Lloyd then mentioned the Steubenville rape case, which was badly mishandled by authorities. Cowherd slammed the Florida state attorney for not appearing to understand the gravity of the case as he laughed through his afternoon press conference. Finebaum criticized the prosecutor for “grandstanding” and slammed Winston attorney Tim Jansen, whose own press conference was filled with plenty of veiled attacks on the accuser, for making “a mockery of the whole system, particularly with women.” Finebaum also blasted the Tallahassee Police Department’s mishandling of the case. All in all, it was a solid panel that dove into a side of the subject much of the media, including ESPN, has ignored in the weeks since news of the Winston investigation broke. Watch it here:
ESPN has faced deserved criticism for moving its hard-hitting news show Outside The Lines to ESPN2, where it commands a much smaller audience than it used to on ESPN, and the fact that it waited until SportsCenter had shifted to ESPN News to broadcast the Hill-Cowherd-Finebaum panel discussion is a little disappointing because it would have garnered a significantly larger audience on one of the two main networks. The mere presence of the panel, though, was a smart move from ESPN, which had covered every other aspect of the case down to the minute details, and Hill, a sharp sports commentator who also regularly weighs in on the bigger impact sports can have, was a perfect choice given her past writing and experience with the subject. Cowherd and Finebaum were strong too (and I had previously criticized Finebaum and ESPN for switching to Heisman talk even before the charges were officially announced).

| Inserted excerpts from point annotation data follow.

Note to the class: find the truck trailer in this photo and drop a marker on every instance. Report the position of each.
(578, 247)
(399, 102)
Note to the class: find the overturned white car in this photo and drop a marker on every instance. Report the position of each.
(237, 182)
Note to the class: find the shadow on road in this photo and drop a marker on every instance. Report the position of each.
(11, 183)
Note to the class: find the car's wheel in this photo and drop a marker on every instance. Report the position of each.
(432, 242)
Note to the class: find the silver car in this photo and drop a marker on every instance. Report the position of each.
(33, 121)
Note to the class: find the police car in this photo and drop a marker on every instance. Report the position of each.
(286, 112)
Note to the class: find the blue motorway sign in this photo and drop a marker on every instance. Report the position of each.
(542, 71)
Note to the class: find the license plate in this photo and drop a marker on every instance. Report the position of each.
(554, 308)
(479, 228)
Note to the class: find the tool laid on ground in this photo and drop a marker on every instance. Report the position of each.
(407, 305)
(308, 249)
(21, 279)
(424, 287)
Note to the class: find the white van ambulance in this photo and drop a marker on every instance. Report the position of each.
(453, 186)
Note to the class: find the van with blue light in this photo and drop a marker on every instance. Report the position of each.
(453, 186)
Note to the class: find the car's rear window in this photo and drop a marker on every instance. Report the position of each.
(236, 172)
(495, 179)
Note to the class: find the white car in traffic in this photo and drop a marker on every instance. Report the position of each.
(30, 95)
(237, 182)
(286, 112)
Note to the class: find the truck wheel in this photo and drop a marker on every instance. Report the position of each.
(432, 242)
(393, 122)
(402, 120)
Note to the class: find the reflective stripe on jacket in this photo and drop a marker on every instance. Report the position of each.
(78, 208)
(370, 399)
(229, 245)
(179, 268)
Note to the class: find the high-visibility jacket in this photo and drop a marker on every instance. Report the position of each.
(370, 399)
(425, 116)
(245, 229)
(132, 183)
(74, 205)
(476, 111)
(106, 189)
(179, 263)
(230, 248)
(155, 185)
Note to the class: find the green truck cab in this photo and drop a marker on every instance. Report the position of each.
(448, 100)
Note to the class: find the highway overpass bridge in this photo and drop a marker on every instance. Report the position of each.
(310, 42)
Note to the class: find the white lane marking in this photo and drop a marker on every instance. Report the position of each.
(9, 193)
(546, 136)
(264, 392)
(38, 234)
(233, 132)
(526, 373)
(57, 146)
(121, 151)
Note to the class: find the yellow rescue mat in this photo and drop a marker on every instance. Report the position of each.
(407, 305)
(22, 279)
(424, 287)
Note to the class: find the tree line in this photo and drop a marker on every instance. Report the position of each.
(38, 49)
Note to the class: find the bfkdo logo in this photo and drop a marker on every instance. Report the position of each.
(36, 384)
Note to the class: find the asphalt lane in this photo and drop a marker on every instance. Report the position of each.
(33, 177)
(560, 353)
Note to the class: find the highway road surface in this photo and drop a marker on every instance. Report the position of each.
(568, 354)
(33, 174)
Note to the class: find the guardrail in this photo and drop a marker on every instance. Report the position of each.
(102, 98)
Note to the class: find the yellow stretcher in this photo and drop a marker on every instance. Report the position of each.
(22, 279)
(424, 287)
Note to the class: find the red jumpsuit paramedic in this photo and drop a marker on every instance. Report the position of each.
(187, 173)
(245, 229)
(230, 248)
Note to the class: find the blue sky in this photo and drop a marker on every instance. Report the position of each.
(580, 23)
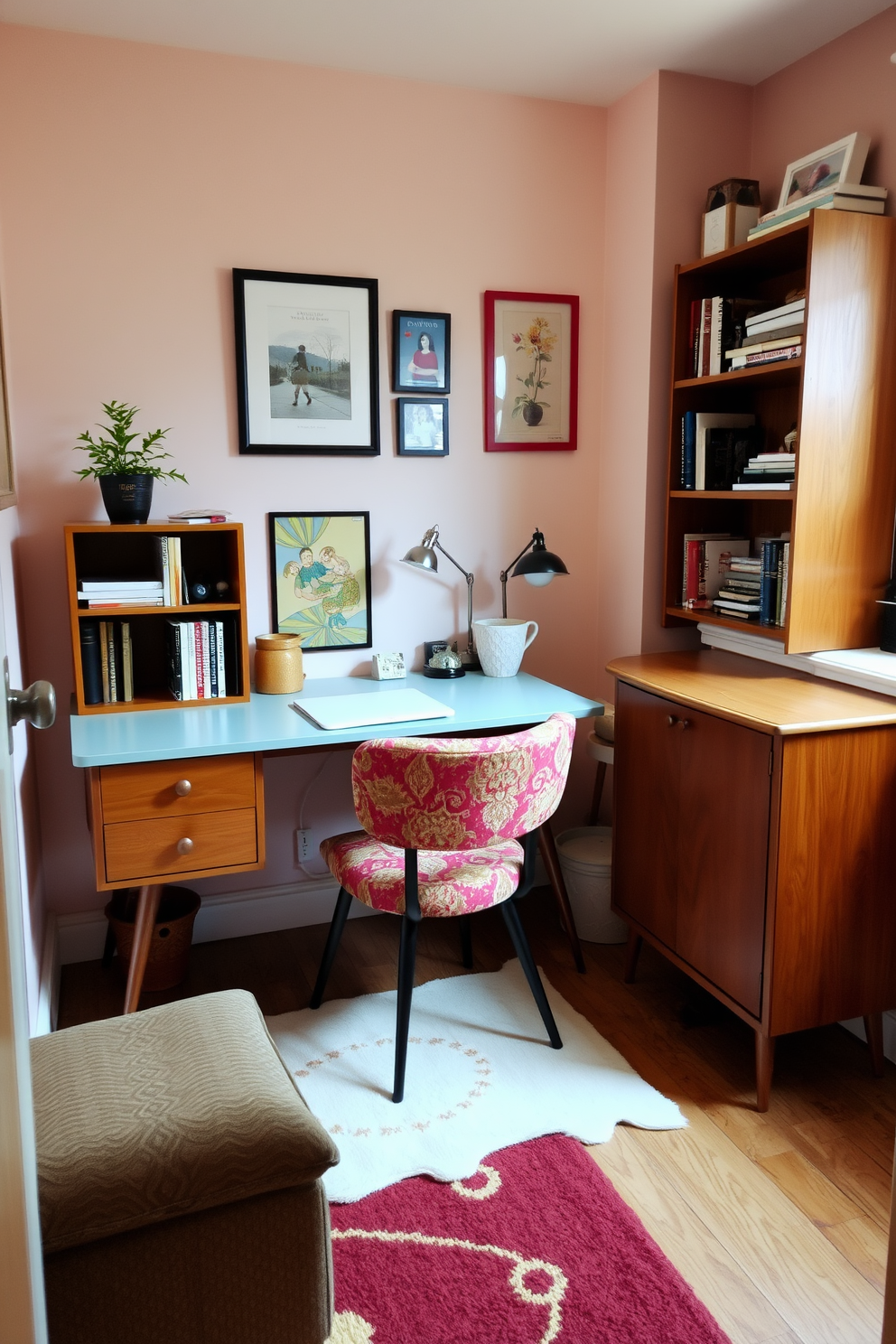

While ESPN’s coverage mostly followed a basic formula: it featured two reporters on the ground in Tallahassee, analysis from legal expert Roger Cossack, and reactions from Winston’s camp, Florida State, and the accuser’s attorney. It spent significant time on the football implications too, which while seemingly trivial in light of a sexual assault case is to be expected given that ESPN has an interest in Jameis Winston the football player. ESPN will broadcast both the Heisman Trophy ceremony and the BCS National Championship game, both of which should include Winston. ABC, ESPN’s sister company under the Disney umbrella, will broadcast the ACC title game Saturday. And frankly, football coverage, not talk about sexual assault, is what people want when they turn on ESPN.
But as a news organization, ESPN also has a responsibility to provide not just what people want to hear but what is important to hear too. And I thought, given the dynamics of a breaking news day and the fact that it clearly wanted to focus its coverage on the specific details of the case, the ESPN News panel was a solid way of doing that. It could have been longer, it could have avoided the same trappings of Heisman talk, and it could have been in a more prominent broadcast position. But it was a strong segment, and I hope it leads to more coverage of an issue that remains a serious concern in college football and other sports on ESPN’s other news shows (like the aforementioned Outside The Lines) in the not-so-distant future.